September 16, 2019
 In 2022-Improving Maternal Health

Country: Denmark
Delegate Name: Giselle Wong

United Nations Women
Improving Maternal Health
Giselle Wong, Forest Hills Northern High School

Over the years there have been many advancements in technology surrounding healthcare. Yet the mortality and injury rate surrounding the cycle of maternal pregnancy is unreasonably high. Every day around 830 women die during pregnancy or childbirth from causes that could have been prevented. With Denmark being a massive advocate for improving women’s healthcare in general, we have taken many steps to try and decrease the number of women who die or are injured before, during, or after childbirth.
Denmark has one of the lowest maternal mortality rates in the world. Since 1994 when our childbirth mortality rate was 11.8 per 100,000 live births our numbers have dropped significantly.
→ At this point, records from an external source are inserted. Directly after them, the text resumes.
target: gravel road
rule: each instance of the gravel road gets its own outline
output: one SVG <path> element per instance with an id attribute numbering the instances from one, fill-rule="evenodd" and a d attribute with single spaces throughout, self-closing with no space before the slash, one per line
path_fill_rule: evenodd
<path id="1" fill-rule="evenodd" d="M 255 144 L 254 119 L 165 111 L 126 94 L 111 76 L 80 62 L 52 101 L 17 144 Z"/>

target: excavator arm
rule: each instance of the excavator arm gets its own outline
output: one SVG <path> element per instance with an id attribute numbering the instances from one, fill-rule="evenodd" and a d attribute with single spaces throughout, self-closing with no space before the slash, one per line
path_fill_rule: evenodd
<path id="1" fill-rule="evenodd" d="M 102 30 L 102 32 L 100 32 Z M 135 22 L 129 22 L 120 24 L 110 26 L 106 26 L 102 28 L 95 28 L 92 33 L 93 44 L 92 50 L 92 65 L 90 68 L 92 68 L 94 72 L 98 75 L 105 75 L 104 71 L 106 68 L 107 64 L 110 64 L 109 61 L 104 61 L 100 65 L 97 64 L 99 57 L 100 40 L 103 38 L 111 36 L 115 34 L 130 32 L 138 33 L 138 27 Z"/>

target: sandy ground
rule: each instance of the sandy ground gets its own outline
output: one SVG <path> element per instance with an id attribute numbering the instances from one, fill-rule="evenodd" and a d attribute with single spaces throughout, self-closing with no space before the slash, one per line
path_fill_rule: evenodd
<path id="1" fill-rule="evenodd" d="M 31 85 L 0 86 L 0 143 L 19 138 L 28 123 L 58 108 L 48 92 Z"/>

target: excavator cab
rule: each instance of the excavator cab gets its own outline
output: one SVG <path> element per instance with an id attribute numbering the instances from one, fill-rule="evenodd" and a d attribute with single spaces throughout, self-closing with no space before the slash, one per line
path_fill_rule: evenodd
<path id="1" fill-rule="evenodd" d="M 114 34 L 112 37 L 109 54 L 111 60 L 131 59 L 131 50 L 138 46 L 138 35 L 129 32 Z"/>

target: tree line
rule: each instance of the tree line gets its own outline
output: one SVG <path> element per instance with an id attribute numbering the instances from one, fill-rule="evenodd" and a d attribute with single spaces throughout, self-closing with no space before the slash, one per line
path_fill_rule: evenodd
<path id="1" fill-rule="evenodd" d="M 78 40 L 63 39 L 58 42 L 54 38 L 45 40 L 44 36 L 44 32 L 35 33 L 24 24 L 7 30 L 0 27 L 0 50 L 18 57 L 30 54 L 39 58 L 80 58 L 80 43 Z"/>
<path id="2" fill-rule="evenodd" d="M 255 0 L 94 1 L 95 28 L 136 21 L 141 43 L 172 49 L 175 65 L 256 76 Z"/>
As of 2017, there were 70 maternal deaths and 999,206 live births, resulting in a maternal mortality rate of 7.0 per 100,000 live births and since then we have continued to make an effort to get fewer deaths every year. Denmark has expanded our efforts to research ways to prevent deaths when it comes to pregnancy and childbirth, we make sure our teams of health officials are well-trained and have the right qualifications to care for people during childbirth. Denmark has made sure maternal health is a priority and Although we strive to improve the quality of maternal healthcare in our own country we encourage other countries to follow in our efforts. Seeing as there are still countries in the world with maternal mortality rates as high as 1,150 per 100,000 live births. Denmark understands not all countries have the finances to significantly improve their healthcare systems so we have taken action in trying to help other countries by donating to their women’s reproductive and sexual health organizations as well as UNFPA. For example, Denmark has donated 25 Million Danish Krone. The funding will enable UNFPA to continue prioritizing the reproductive health and protection needs of women and girls affected by the war in Ukraine.
Denmark hopes for other countries to take into consideration, expanding their efforts to provide better care for the women in their countries. Whether each country puts more funding into budgets towards maternal health, strives for better OBGYN education, and/or brings more awareness to the topic of women’s reproductive and sexual healthcare. Denmark encourages countries to make maternal healthcare a priority, seeing as Denmark is a prime example that when countries take steps to improve maternal healthcare, the number of deaths by pregnancy or childbirth can significantly decrease.